How to do a compression test:
Only use a compression tester with a screw in adapter for the spark plug hole. The other type leaks too much to get an accurate reading. Your local auto parts store may have a compression tester to rent. If you do mechanic work on your own car on a regular basis, it would be a good tool to add to your collection.

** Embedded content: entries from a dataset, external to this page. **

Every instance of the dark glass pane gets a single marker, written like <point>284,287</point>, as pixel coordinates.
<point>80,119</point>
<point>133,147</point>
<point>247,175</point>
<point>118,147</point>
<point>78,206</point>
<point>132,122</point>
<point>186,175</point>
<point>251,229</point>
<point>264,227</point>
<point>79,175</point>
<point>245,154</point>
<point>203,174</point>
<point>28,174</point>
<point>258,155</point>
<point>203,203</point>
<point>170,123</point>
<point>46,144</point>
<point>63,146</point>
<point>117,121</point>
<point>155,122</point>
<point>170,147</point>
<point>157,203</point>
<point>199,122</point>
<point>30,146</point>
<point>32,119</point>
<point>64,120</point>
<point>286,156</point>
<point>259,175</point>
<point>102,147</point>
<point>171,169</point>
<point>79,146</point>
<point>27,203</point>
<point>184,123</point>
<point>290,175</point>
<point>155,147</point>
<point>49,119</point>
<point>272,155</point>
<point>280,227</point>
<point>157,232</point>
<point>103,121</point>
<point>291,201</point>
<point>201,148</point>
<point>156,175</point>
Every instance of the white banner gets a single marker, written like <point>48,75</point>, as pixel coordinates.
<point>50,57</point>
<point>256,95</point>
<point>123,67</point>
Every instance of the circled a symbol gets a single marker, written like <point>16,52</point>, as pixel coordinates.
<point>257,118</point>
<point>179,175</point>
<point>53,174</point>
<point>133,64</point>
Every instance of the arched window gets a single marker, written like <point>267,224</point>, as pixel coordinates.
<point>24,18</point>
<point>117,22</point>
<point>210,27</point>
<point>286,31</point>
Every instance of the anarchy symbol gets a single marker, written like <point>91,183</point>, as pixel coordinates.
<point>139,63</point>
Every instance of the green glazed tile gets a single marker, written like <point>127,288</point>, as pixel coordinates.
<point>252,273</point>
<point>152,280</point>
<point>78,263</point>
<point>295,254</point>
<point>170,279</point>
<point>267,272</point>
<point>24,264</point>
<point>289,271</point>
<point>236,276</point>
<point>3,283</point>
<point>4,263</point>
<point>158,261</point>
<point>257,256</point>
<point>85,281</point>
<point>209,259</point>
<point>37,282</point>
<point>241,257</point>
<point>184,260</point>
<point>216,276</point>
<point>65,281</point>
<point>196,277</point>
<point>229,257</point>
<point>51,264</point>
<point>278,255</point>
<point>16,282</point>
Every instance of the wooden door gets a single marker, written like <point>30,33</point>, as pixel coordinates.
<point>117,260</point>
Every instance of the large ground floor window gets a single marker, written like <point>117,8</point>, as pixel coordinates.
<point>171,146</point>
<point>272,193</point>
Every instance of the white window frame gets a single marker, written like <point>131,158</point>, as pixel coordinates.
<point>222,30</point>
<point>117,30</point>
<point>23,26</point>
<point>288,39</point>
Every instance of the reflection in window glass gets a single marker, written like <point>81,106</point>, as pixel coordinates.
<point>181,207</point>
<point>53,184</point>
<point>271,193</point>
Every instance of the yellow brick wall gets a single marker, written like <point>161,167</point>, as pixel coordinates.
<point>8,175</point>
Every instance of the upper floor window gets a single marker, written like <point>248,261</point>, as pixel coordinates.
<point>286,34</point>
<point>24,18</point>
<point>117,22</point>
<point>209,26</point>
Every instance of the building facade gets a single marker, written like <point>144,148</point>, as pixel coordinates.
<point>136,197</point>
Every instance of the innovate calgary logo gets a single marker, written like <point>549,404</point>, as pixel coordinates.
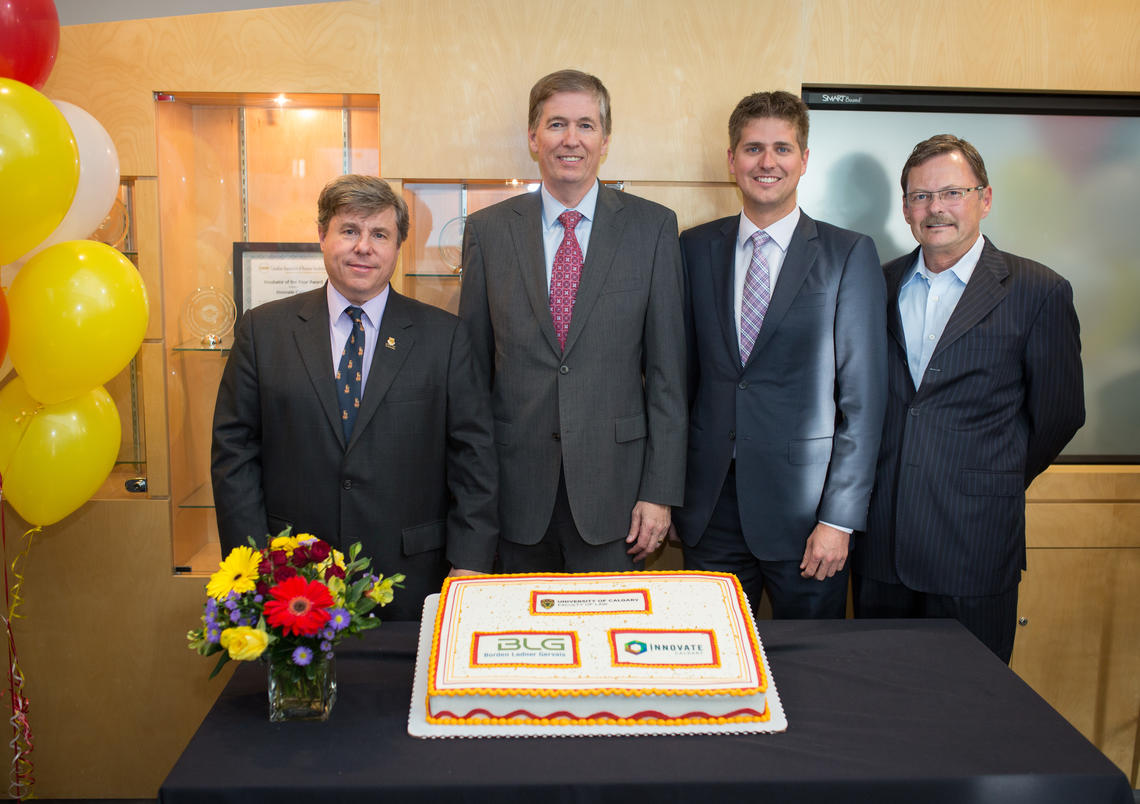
<point>664,648</point>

With the engine warmed up, remove all spark plugs and prop the throttle wide open, crank the engine until it the gage reading stops increasing. On a cold engine, it will be hard to tell what's good & what's not. Some of the recent posts have numbers ranging from 140-170 psi. If the compression is low, squirt some oil in the cylinder and do it again – if it comes up, the rings are worn. There should be no more than 10% difference between cylinders. Use a blow down leak test (puts compressed air inside cylinders) on cylinders that have more than 10% difference.
 
Good suggestons above. Here is another more manual approach. Start by letting the engine run, when it starts missing, pull eash plug wire (insulated tool) There should be a change when you pull the plug wire. If there is not a additional miss/change in RPM, that cylinder is missing. Be sure to see if you are getting a nice blue/white arc when the wire is heald close. (A yellow ark is a weak one) then with the engine missing, shut it down. Pull those plugs. If they are dry, then that would confirm lack of fuel. If they are wet, then you are either not getting spark, or you have compression problems.
 
do I have to fix all my codes before I can do a cylinder test?

and my engine was running so ****ty before I put the new engine in I couldnt even tell how the injectors were working. I basically had a chunk missing in one of my heads.